Wednesday, August 30, 2006

Nick Hornby's favorite novel of the past year

Macleans recently canvassed a few writers for some late summer reading recommendations.

One of the more enticing entries:
Nick Hornby, author of High Fidelity and A Long Way Down, offers his favourite novel of the past year or so: "Jess Walter's Citizen Vince. It's funny, dark and ingenious; it convinces you that it knows what it's talking about. And it's actually talking about quite a lot, in an attractively unassuming way. Vince has been relocated from N.Y.C. to Spokane, Wash., under a witness-protection program, and he has to work two things out.

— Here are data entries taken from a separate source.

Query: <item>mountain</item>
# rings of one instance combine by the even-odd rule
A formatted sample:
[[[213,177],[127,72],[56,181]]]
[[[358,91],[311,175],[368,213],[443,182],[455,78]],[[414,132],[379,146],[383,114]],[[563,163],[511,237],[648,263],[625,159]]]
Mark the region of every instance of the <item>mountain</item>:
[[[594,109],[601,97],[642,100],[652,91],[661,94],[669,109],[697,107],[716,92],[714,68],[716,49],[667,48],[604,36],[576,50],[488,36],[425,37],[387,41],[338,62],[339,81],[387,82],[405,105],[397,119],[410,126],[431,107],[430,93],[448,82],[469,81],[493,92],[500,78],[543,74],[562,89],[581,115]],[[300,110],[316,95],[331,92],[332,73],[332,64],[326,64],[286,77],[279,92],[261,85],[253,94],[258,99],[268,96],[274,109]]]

The first is why someone's trying to kill him; the second is who he should vote for in the 1980 presidential election. One problem is obviously more pressing, but they are given equal consideration. Jess Walter is, I suspect, a novelist to watch."
Click here for some other writers' suggestions if you haven't already left for the bookstore.

Citizen Vince also earned a nice recommendation from Maureen Corrigan in the Washington Post Book World: "Maybe if Aaron Copland had written the score for a film noir starring the Marx Brothers there would be some prototype for Walter's fusion fiction, but he didn't and there isn't."

The book won the 2006 Edgar for Best Novel.